In September, we reported that a court in the District of New Jersey denied the defendants’ motion for summary judgment in a “fax blast” class action, concluding that the defendants could be directly liable under the TCPA for fax advertisements they did not actually send, but rather that were sent by a third-party marketing firm to promote the defendants’ goods or services. See City Select Auto Sales, Inc. v. David Randall Associates, Inc., No. 11-2658, 2014 WL 4755487 (D.N.J. Sept. 24, 2014) (“City Select I”).

Six months later, relying heavily on that earlier ruling, the court has entered summary judgment on behalf of the plaintiff class and awarded it statutory damages of $22,405,000. City Select Auto Sales, Inc. v. David Randall Associates, Inc., et al., No. 11-2658, 2015 WL 1421539 (D. N.J. Mar. 27, 2015) (“City Select II”).

The court noted that its September decision adopted the reasoning of an amicus letter brief from the FCC submitted in Palm Beach Golf Center-Boca, Inc. v. Sarris, No. 13-14013 (11th Cir.), in which “the FCC emphasized that the junk-fax provisions of the TCPA clearly allow[] a plaintiff to recover damages [under a theory of direct liability] from a defendant who [transmitted] no facsimile to the plaintiff, but whose independent contractor did, provided that the transmitted fax constitutes an unsolicited facsimile advertisement promoting the defendant’s goods or services in accordance with the binding regulatory definition of ‘seller’ set forth in 47 C.F.R. §64.1200(f)(1).” Id. at *12 n.11 (internal citation and quotation marks omitted). The court also acknowledged that the Eleventh Circuit subsequently adopted the FCC’s position in Sarris. See Palm Beach Golf Center-Boca, Inc. v. Sarris, — F.3d –, No. 13-14013, 2015 WL 1004234 (11th Cir. Mar. 9, 2015).

Because the court had already ruled that there was no dispute that the third-party vendor sent the faxes on behalf of the defendants, it found that the defendants constituted “senders” of the faxes under the TCPA and that the plaintiffs were entitled to statutory damages.

As we noted in September, the FCC’s position stands in marked contrast to its decision inIn re Joint Petition Filed by Dish Network, LLC, 28 F.C.C. Rcd. 6574 (2013) (“Dish Network”), where the FCC had limited direct liability to only “telemarketers” that “initiate” calls, and otherwise applied agency principles to determine whether “sellers” might be vicariously liable for calls made on their behalf.
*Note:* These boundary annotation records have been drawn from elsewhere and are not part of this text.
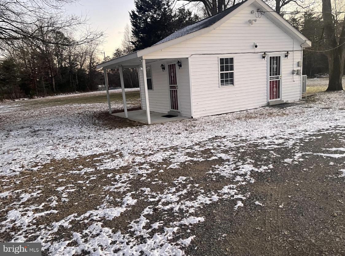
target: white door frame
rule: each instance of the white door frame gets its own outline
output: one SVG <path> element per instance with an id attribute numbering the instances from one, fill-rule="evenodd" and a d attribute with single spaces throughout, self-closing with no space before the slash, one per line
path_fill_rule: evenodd
<path id="1" fill-rule="evenodd" d="M 179 90 L 179 86 L 180 86 L 180 81 L 179 81 L 179 76 L 178 74 L 178 66 L 177 66 L 177 64 L 176 64 L 177 62 L 177 60 L 176 61 L 174 61 L 173 62 L 167 62 L 167 66 L 168 68 L 168 72 L 167 72 L 167 76 L 168 77 L 168 99 L 169 100 L 169 109 L 170 111 L 174 111 L 175 112 L 181 112 L 181 104 L 180 103 L 180 90 Z M 178 110 L 176 110 L 175 109 L 171 109 L 171 96 L 170 95 L 170 78 L 169 77 L 169 65 L 171 65 L 171 64 L 175 64 L 175 69 L 176 70 L 176 82 L 177 84 L 176 85 L 176 87 L 177 88 L 177 104 L 178 106 Z"/>
<path id="2" fill-rule="evenodd" d="M 275 99 L 274 100 L 269 99 L 269 58 L 270 57 L 280 57 L 280 80 L 279 82 L 279 98 L 278 99 Z M 271 54 L 267 55 L 267 102 L 275 101 L 276 101 L 281 100 L 282 98 L 283 92 L 283 54 Z"/>

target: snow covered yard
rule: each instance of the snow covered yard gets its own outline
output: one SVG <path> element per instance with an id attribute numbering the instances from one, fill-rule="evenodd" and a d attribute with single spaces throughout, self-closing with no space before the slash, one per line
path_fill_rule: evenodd
<path id="1" fill-rule="evenodd" d="M 295 203 L 281 188 L 260 195 L 267 183 L 322 164 L 343 192 L 344 92 L 283 109 L 120 128 L 95 117 L 106 112 L 105 98 L 71 97 L 0 104 L 1 242 L 41 242 L 47 255 L 231 255 L 229 241 L 243 242 L 233 232 L 243 216 L 244 227 L 254 220 L 248 212 L 269 209 L 267 223 L 279 223 L 279 211 Z M 128 103 L 140 105 L 134 95 Z M 292 190 L 306 182 L 294 180 Z M 332 213 L 343 218 L 340 205 Z M 272 241 L 270 225 L 262 235 Z"/>
<path id="2" fill-rule="evenodd" d="M 324 92 L 328 86 L 328 76 L 308 78 L 307 79 L 307 93 L 312 95 Z M 343 77 L 343 84 L 345 84 L 345 78 Z"/>

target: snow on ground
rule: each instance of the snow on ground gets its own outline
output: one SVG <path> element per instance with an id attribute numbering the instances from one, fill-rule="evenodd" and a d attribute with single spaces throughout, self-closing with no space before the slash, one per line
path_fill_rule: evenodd
<path id="1" fill-rule="evenodd" d="M 240 211 L 254 174 L 275 168 L 238 152 L 254 146 L 274 157 L 277 149 L 298 148 L 321 130 L 344 126 L 344 100 L 343 92 L 324 93 L 284 109 L 118 129 L 93 117 L 105 103 L 2 104 L 0 234 L 41 242 L 52 255 L 183 254 L 198 236 L 191 227 L 207 221 L 202 209 L 230 200 Z M 341 150 L 315 149 L 285 161 Z"/>
<path id="2" fill-rule="evenodd" d="M 126 92 L 135 92 L 139 91 L 139 88 L 125 88 L 125 90 Z M 118 93 L 122 92 L 122 91 L 121 89 L 111 89 L 109 91 L 109 93 L 110 94 L 113 93 Z M 0 104 L 2 103 L 7 103 L 8 102 L 12 102 L 16 101 L 22 101 L 27 100 L 38 100 L 39 99 L 49 99 L 53 98 L 54 99 L 59 99 L 65 98 L 76 98 L 80 97 L 81 95 L 83 96 L 96 96 L 97 95 L 106 95 L 106 92 L 105 91 L 95 91 L 93 92 L 77 92 L 75 93 L 61 93 L 61 94 L 56 94 L 52 96 L 46 96 L 46 97 L 35 97 L 33 99 L 31 99 L 30 98 L 20 98 L 19 99 L 14 99 L 13 100 L 2 100 L 0 101 Z M 1 105 L 0 105 L 0 106 Z"/>

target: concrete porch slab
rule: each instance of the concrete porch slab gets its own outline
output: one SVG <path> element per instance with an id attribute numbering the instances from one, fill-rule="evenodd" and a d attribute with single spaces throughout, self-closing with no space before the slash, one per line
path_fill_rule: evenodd
<path id="1" fill-rule="evenodd" d="M 166 123 L 172 121 L 178 121 L 180 120 L 188 119 L 190 117 L 186 116 L 174 116 L 172 117 L 165 117 L 162 116 L 167 114 L 166 113 L 160 113 L 158 112 L 150 111 L 151 115 L 151 124 L 160 124 L 162 123 Z M 125 118 L 125 112 L 121 112 L 119 113 L 114 113 L 112 114 L 113 115 Z M 146 118 L 146 110 L 134 110 L 128 112 L 128 118 L 129 120 L 135 121 L 142 124 L 146 124 L 147 123 L 147 120 Z"/>

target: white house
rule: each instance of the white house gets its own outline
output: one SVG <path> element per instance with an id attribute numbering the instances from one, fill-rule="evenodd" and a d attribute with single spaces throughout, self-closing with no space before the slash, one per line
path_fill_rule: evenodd
<path id="1" fill-rule="evenodd" d="M 246 0 L 97 67 L 119 67 L 121 78 L 122 68 L 138 68 L 143 110 L 127 113 L 121 79 L 122 114 L 149 124 L 153 116 L 159 122 L 167 114 L 197 117 L 298 101 L 303 49 L 311 45 L 262 0 Z"/>

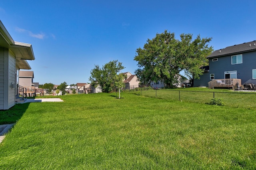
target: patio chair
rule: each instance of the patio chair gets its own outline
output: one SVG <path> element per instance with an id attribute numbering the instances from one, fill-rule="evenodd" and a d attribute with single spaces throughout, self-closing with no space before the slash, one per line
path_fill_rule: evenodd
<path id="1" fill-rule="evenodd" d="M 256 87 L 254 84 L 252 83 L 250 83 L 250 84 L 252 86 L 252 90 L 256 90 Z"/>
<path id="2" fill-rule="evenodd" d="M 248 87 L 245 86 L 243 85 L 241 85 L 242 87 L 242 89 L 244 90 L 248 90 Z"/>
<path id="3" fill-rule="evenodd" d="M 237 88 L 237 86 L 236 85 L 233 86 L 233 89 L 234 90 L 240 90 L 240 88 Z"/>
<path id="4" fill-rule="evenodd" d="M 245 83 L 244 86 L 245 87 L 247 87 L 249 90 L 251 90 L 251 89 L 252 88 L 252 87 L 249 83 Z"/>

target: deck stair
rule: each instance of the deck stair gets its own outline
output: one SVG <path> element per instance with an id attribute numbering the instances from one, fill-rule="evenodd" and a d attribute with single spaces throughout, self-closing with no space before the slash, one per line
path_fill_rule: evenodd
<path id="1" fill-rule="evenodd" d="M 26 88 L 17 84 L 17 94 L 15 102 L 18 103 L 24 102 L 27 100 Z"/>

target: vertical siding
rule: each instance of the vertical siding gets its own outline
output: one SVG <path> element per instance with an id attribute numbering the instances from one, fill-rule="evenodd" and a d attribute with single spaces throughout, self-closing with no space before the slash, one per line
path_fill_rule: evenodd
<path id="1" fill-rule="evenodd" d="M 242 80 L 242 84 L 250 81 L 256 83 L 256 79 L 252 79 L 252 69 L 256 69 L 256 52 L 241 53 L 242 54 L 242 63 L 231 64 L 231 56 L 228 55 L 219 57 L 217 61 L 209 60 L 210 74 L 214 74 L 215 79 L 225 78 L 224 72 L 236 71 L 237 78 Z"/>
<path id="2" fill-rule="evenodd" d="M 4 109 L 4 49 L 0 47 L 0 109 Z"/>
<path id="3" fill-rule="evenodd" d="M 8 107 L 13 106 L 15 104 L 15 57 L 9 53 L 9 77 L 8 90 Z M 14 88 L 12 88 L 12 83 L 14 84 Z"/>
<path id="4" fill-rule="evenodd" d="M 209 72 L 204 72 L 203 74 L 199 76 L 200 79 L 194 79 L 194 87 L 208 87 L 208 82 L 211 81 Z"/>
<path id="5" fill-rule="evenodd" d="M 23 87 L 30 87 L 31 86 L 31 78 L 27 77 L 20 77 L 19 84 Z"/>

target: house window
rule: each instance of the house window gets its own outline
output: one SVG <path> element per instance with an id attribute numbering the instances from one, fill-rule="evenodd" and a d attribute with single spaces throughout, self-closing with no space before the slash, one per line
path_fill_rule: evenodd
<path id="1" fill-rule="evenodd" d="M 225 72 L 225 78 L 236 78 L 236 71 L 229 71 Z"/>
<path id="2" fill-rule="evenodd" d="M 242 54 L 231 56 L 231 64 L 241 64 L 243 62 L 243 56 Z"/>
<path id="3" fill-rule="evenodd" d="M 256 79 L 256 69 L 252 70 L 252 78 Z"/>
<path id="4" fill-rule="evenodd" d="M 214 79 L 214 74 L 210 74 L 210 80 L 213 80 Z"/>

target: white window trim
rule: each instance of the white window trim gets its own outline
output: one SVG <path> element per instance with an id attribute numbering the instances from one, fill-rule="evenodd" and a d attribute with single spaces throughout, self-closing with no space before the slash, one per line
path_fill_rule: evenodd
<path id="1" fill-rule="evenodd" d="M 255 78 L 253 78 L 253 70 L 256 70 L 256 69 L 252 69 L 252 79 L 256 79 L 256 75 L 255 75 Z"/>
<path id="2" fill-rule="evenodd" d="M 212 75 L 213 75 L 213 76 L 211 76 Z M 213 77 L 213 78 L 211 78 L 211 77 Z M 215 75 L 214 74 L 210 74 L 210 80 L 214 80 L 215 78 Z"/>
<path id="3" fill-rule="evenodd" d="M 241 55 L 242 56 L 242 62 L 241 63 L 237 63 L 237 56 L 238 55 Z M 232 57 L 234 57 L 234 56 L 236 56 L 236 63 L 234 63 L 234 64 L 233 64 L 232 63 Z M 243 55 L 242 54 L 238 54 L 237 55 L 232 55 L 231 56 L 231 64 L 233 65 L 233 64 L 242 64 L 243 63 Z"/>
<path id="4" fill-rule="evenodd" d="M 218 61 L 218 58 L 216 58 L 215 59 L 212 59 L 212 61 Z"/>

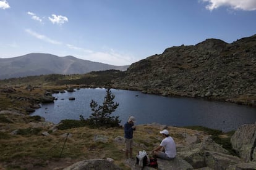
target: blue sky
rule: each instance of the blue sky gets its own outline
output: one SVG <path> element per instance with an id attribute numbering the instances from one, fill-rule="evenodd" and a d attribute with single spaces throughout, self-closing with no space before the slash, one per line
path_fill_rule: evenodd
<path id="1" fill-rule="evenodd" d="M 130 65 L 207 38 L 256 34 L 256 0 L 0 0 L 0 58 L 31 52 Z"/>

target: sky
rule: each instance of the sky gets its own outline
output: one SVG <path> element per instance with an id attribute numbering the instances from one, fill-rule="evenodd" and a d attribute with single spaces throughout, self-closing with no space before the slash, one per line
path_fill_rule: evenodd
<path id="1" fill-rule="evenodd" d="M 130 65 L 256 34 L 256 0 L 0 0 L 0 58 L 48 53 Z"/>

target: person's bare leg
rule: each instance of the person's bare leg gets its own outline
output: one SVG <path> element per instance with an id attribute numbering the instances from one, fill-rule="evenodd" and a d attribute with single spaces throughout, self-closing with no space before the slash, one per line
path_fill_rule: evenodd
<path id="1" fill-rule="evenodd" d="M 128 153 L 129 153 L 129 150 L 126 150 L 126 158 L 129 158 Z"/>
<path id="2" fill-rule="evenodd" d="M 133 156 L 132 156 L 132 148 L 130 148 L 130 158 L 133 158 Z"/>

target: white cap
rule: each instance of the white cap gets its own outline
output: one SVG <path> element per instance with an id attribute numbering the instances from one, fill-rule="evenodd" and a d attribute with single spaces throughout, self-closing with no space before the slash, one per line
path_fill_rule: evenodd
<path id="1" fill-rule="evenodd" d="M 129 121 L 135 122 L 135 118 L 134 116 L 130 116 L 129 118 L 129 119 L 128 119 L 128 122 L 129 122 Z"/>
<path id="2" fill-rule="evenodd" d="M 166 135 L 168 135 L 169 132 L 166 129 L 164 129 L 163 131 L 160 131 L 160 134 L 166 134 Z"/>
Both the City Select I and Sarris opinions accepted the FCC’s position that Dish Network does not apply to faxes.

The distinction between faxes and calls has no support in the language of the TCPA and remains difficult to justify as a policy matter. With courts adopting this approach, however, more defendants may end up facing claims related to faxes involving third-party vendors.